An Explainable and Interpretable Composite Indicator Based on Decision Rules
Salvatore Corrente, Salvatore Greco, Roman S{\l}owi\'nski, Silvano Zappal\`a

TL;DR
This paper introduces a new decision-rule-based framework for creating explainable and interpretable composite indicators, enhancing transparency and understanding of multi-criteria evaluations using rule induction and handling missing data.
Contribution
It presents a novel methodology for constructing composite indicators with decision rules, extending to continuous scores and improving interpretability and transparency.
Findings
Rules clearly relate class assignments to indicator thresholds
Framework handles missing data effectively
Efficient algorithm induces minimal rules in one run
Abstract
Composite indicators are widely used to score or classify units evaluated on multiple criteria. Their construction typically involves aggregating criteria evaluations, a common practice in Multiple Criteria Decision Aiding (MCDA).
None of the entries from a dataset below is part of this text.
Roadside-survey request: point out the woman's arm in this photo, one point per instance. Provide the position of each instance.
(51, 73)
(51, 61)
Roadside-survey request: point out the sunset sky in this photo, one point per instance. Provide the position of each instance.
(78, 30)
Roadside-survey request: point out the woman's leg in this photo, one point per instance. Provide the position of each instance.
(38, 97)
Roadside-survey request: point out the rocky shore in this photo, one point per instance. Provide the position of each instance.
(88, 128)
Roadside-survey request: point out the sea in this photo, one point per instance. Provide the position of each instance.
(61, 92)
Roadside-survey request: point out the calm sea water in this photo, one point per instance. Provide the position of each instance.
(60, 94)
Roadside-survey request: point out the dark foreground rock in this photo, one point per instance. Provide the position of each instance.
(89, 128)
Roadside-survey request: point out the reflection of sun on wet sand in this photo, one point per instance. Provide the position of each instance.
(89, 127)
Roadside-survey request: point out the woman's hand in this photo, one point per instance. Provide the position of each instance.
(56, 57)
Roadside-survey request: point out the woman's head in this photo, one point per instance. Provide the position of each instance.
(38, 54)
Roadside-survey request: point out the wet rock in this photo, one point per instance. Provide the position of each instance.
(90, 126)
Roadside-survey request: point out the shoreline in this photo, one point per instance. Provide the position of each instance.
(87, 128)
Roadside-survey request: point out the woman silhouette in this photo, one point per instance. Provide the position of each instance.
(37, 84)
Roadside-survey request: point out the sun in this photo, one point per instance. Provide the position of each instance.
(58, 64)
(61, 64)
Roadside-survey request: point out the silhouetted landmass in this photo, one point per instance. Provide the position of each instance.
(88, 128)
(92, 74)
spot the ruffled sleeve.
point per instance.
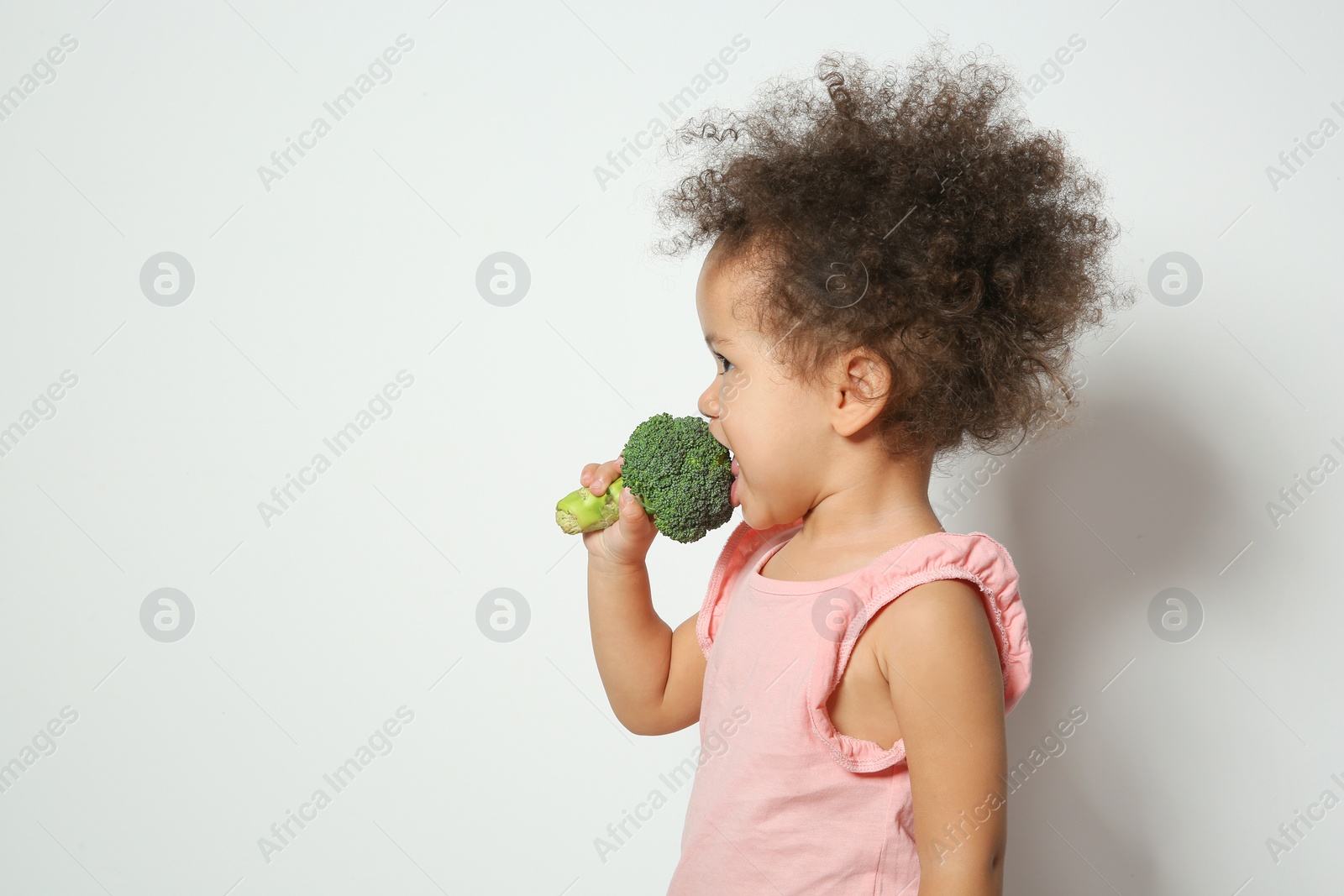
(974, 558)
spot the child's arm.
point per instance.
(654, 678)
(937, 651)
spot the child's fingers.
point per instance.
(600, 476)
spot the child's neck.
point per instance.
(880, 503)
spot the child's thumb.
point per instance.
(631, 506)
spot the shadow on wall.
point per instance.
(1104, 515)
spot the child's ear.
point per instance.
(864, 380)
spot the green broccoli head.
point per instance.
(679, 473)
(682, 476)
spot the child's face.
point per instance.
(774, 427)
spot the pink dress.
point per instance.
(784, 804)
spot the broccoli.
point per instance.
(678, 472)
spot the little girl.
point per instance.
(898, 270)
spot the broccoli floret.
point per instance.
(676, 469)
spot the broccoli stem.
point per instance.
(581, 511)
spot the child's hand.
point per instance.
(627, 540)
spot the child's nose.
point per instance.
(709, 403)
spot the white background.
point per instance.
(362, 261)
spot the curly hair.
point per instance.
(918, 217)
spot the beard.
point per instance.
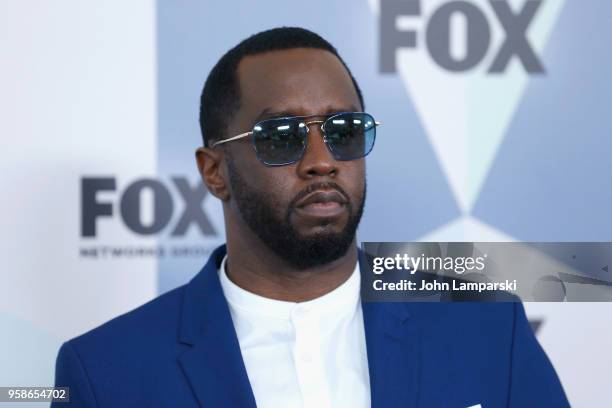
(257, 209)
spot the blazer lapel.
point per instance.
(213, 365)
(393, 345)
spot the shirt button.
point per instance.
(306, 357)
(300, 311)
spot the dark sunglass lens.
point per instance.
(350, 135)
(279, 141)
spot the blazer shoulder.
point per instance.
(156, 320)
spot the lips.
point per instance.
(321, 197)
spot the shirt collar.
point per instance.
(344, 298)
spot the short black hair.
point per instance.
(220, 98)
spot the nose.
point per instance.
(317, 159)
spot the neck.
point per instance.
(254, 267)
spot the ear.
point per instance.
(211, 170)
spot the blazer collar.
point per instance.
(213, 365)
(216, 371)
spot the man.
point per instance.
(274, 319)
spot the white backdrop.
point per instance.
(79, 81)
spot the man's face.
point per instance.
(280, 204)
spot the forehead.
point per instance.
(302, 81)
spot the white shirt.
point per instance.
(310, 354)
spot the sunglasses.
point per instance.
(282, 141)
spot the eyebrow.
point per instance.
(270, 113)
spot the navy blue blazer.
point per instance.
(181, 350)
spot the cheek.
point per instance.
(355, 180)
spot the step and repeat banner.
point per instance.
(496, 129)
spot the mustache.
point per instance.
(329, 185)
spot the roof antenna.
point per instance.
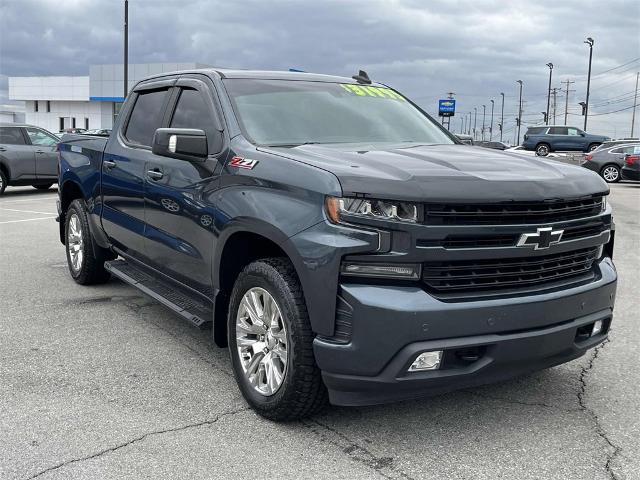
(362, 77)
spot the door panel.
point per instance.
(16, 154)
(180, 235)
(123, 169)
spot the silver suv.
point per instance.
(28, 156)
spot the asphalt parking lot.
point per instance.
(101, 382)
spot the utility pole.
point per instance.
(635, 102)
(550, 65)
(589, 41)
(491, 124)
(502, 116)
(126, 48)
(519, 110)
(566, 99)
(475, 121)
(554, 93)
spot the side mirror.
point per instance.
(181, 143)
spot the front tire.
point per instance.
(542, 150)
(610, 173)
(270, 342)
(85, 260)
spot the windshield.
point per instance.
(289, 113)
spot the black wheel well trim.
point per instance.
(246, 234)
(6, 170)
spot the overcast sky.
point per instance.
(424, 48)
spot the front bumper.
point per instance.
(390, 326)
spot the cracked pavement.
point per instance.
(102, 382)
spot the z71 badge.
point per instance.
(243, 163)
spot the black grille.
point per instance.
(506, 274)
(576, 232)
(511, 213)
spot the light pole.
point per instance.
(589, 41)
(491, 124)
(546, 118)
(126, 48)
(519, 110)
(502, 116)
(475, 121)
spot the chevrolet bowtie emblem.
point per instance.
(543, 238)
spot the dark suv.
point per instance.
(560, 138)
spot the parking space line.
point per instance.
(26, 220)
(25, 211)
(29, 199)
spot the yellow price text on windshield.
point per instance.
(369, 91)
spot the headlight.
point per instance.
(375, 209)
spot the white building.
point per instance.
(57, 103)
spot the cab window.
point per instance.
(40, 138)
(146, 117)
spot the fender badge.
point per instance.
(240, 162)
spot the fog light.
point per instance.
(392, 270)
(597, 328)
(426, 361)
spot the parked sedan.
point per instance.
(608, 162)
(631, 168)
(27, 156)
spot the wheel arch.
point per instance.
(70, 190)
(238, 246)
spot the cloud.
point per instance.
(425, 49)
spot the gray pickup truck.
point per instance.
(343, 244)
(28, 156)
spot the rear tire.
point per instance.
(299, 390)
(3, 182)
(84, 258)
(610, 173)
(542, 149)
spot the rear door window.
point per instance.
(146, 116)
(11, 136)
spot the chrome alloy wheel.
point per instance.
(75, 244)
(610, 174)
(261, 340)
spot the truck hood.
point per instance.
(446, 173)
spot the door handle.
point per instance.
(155, 174)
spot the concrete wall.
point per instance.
(98, 113)
(49, 88)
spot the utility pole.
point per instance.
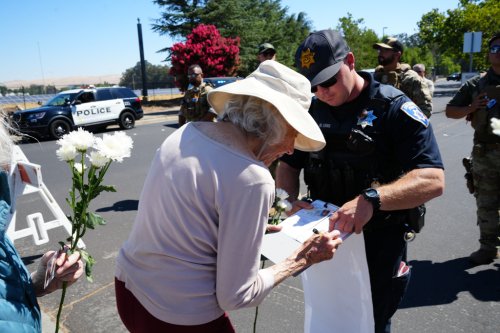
(143, 63)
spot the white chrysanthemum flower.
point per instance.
(495, 125)
(284, 205)
(78, 167)
(81, 139)
(281, 194)
(67, 152)
(115, 147)
(97, 159)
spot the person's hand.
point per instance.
(320, 247)
(270, 228)
(352, 216)
(298, 205)
(68, 269)
(479, 102)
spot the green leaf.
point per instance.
(94, 220)
(89, 263)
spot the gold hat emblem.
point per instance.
(307, 58)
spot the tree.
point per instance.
(216, 55)
(360, 41)
(444, 32)
(157, 76)
(179, 18)
(253, 21)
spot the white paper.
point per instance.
(337, 292)
(297, 229)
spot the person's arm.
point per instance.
(457, 112)
(314, 250)
(242, 219)
(68, 269)
(413, 189)
(287, 178)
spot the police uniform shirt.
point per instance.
(403, 134)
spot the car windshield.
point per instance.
(61, 99)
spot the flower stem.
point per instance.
(257, 307)
(61, 302)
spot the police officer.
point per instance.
(478, 100)
(400, 75)
(381, 161)
(194, 104)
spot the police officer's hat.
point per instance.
(390, 43)
(320, 55)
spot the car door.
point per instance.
(111, 107)
(92, 109)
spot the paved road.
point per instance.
(446, 294)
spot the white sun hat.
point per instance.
(287, 90)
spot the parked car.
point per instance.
(94, 108)
(220, 81)
(454, 77)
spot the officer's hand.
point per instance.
(352, 216)
(298, 205)
(479, 102)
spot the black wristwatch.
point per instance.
(372, 196)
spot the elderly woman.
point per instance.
(194, 249)
(19, 310)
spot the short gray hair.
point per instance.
(256, 117)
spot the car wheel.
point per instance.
(127, 120)
(59, 127)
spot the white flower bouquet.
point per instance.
(280, 205)
(495, 126)
(89, 158)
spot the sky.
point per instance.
(44, 39)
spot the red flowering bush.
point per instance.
(216, 55)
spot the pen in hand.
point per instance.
(316, 231)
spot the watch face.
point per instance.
(372, 196)
(371, 192)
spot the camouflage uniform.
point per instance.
(194, 104)
(409, 82)
(485, 159)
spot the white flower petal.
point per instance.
(67, 152)
(495, 125)
(282, 194)
(78, 167)
(97, 159)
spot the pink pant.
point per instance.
(138, 320)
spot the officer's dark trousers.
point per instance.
(385, 249)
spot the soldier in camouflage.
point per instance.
(400, 75)
(194, 104)
(479, 100)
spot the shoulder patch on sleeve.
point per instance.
(412, 110)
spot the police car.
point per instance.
(93, 108)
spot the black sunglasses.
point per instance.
(495, 49)
(327, 84)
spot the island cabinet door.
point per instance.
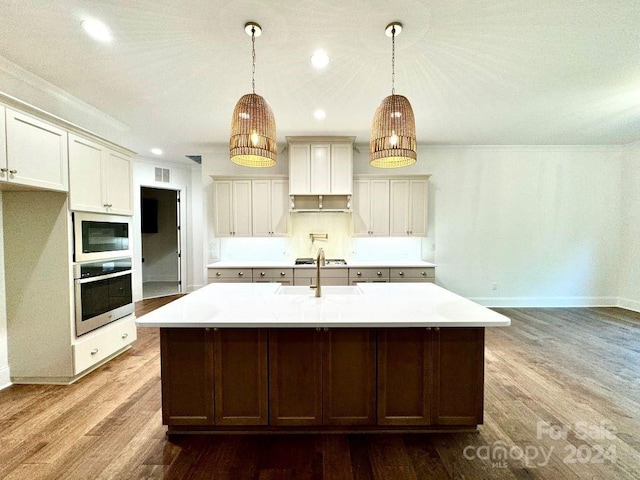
(458, 376)
(349, 376)
(240, 376)
(404, 376)
(187, 376)
(295, 376)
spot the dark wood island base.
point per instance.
(246, 380)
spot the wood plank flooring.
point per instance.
(562, 401)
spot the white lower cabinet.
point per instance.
(412, 274)
(97, 346)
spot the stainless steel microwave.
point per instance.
(99, 236)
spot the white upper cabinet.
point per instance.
(371, 207)
(320, 166)
(101, 179)
(36, 152)
(408, 207)
(269, 210)
(232, 210)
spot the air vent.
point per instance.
(163, 175)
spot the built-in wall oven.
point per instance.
(103, 293)
(99, 236)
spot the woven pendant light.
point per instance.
(253, 127)
(393, 130)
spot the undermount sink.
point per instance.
(326, 290)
Beyond producing a final score or classification, however, ensuring explainability, interpretability, and transparency is crucial. This paper proposes a novel framework for constructing explainable and interpretable composite indicators using if-then decision rules. We explore four scenarios: (i) decision rules explaining classifications derived from the sum of ordinal indicator codes; (ii) interpretation of an opaque numerical composite indicator used to classify units into quantiles; (iii) construction of a composite indicator from decision-maker preference information, given as classifications of reference units; and (iv) explanation of classifications…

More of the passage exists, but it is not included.